For someone so consumed by frenetic activity, you might have thought the bad reviews would have upset the young Meat, but he never doubted that Bat Out Of Hell was destined for the charts.

"It was because of what happened when we played the live shows," he says. "We did the songs at small supper clubs in New York, with 250 people in the house, and the record guys assumed we knew all of them."

He's the first to admit he changes the subject a lot, and after a short pause, he remembers that he was telling me how he got his name.

"Nobody ever asked me about it when I was doing theatre," he continues. "I did As You Like It, and I said to the producer that maybe we shouldn't use it. But in the cast list, there I was: Amiens – Meat Loaf. Then I started doing film, and the first role I was going to do was Billy Bibbit in One Flew Over The Cuckoo's Nest, but they had a writers' strike so I went off to do the Rocky Horror Picture Show over in the UK..."

I still don't know where he got his name...

Meat's supply of anecdotes is near-endless, and there's a tangible sense of frustration from the now-stricken performer, clearly used to living at 100 miles per hour. Constantly darting between different branches of showbiz, Meat recalls one stretch when he was home for just 12 weeks in two years.

Anyone that's seen Meat live knows the superhuman effort he puts into performing – "those songs aren't normal rock n' roll songs, some go three-and-a-half octaves" – and he paid an emotional and physical price for his life lived on the road.

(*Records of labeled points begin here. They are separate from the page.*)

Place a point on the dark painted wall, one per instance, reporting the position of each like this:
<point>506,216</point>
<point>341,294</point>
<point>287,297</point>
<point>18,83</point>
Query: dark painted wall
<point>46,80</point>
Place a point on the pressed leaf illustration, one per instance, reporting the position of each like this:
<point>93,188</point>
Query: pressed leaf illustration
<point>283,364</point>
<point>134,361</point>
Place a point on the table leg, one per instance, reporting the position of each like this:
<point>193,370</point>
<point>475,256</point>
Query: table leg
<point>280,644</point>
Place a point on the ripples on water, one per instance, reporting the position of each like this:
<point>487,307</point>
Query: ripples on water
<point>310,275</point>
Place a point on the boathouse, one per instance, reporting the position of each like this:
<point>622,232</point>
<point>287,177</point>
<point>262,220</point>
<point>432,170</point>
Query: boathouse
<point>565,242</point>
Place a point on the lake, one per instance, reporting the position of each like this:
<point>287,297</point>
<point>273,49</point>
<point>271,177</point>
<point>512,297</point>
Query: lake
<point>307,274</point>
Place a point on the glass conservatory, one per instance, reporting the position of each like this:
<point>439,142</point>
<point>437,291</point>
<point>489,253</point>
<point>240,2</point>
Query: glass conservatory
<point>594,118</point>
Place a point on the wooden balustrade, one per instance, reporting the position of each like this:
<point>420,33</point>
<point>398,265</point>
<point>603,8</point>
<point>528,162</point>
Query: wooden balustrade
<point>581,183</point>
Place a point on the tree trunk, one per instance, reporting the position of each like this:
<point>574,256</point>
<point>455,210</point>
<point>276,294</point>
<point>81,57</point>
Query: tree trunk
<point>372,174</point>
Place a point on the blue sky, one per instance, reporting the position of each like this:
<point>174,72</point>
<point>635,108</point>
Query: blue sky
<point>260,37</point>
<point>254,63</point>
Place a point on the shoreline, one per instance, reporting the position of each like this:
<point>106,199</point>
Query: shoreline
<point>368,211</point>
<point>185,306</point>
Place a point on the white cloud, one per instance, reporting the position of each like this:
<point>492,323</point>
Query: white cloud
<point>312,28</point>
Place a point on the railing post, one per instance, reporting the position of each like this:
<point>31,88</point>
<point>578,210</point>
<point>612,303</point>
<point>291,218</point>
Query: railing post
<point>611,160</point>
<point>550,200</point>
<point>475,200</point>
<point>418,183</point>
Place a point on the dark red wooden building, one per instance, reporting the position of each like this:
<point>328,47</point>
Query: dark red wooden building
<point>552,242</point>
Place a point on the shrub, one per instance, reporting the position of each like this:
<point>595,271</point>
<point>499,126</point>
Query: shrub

He recalls taking medication to manage his crippling stage fright – "I was scared to death every night" – and collapsing with exhaustion after each encore.

"I worked so hard that when I came off stage, it was like running full speed into a brick wall. An Australian photographer once caught me on the floor backstage, and wrote in the paper that 'Meat Loaf died last night'."

"Watching the videos now makes me wince," he concedes. "I bent over so much while touring, I think that's probably what happened to my back."

As our time ticks down, Meat remembers one last time that he was going to tell me about his name. "I got the name when I was four days old," he says, "because I was born bright red. Back in the Stone Age when I was born, you had to stay in the hospital a few days, and my father said, 'I want you to put Meat on the front of that crib'.

"The 'loaf' came about in the eighth grade. I stepped on a football coach's foot, and he screamed: 'Get off my foot you hunk of meat loaf'."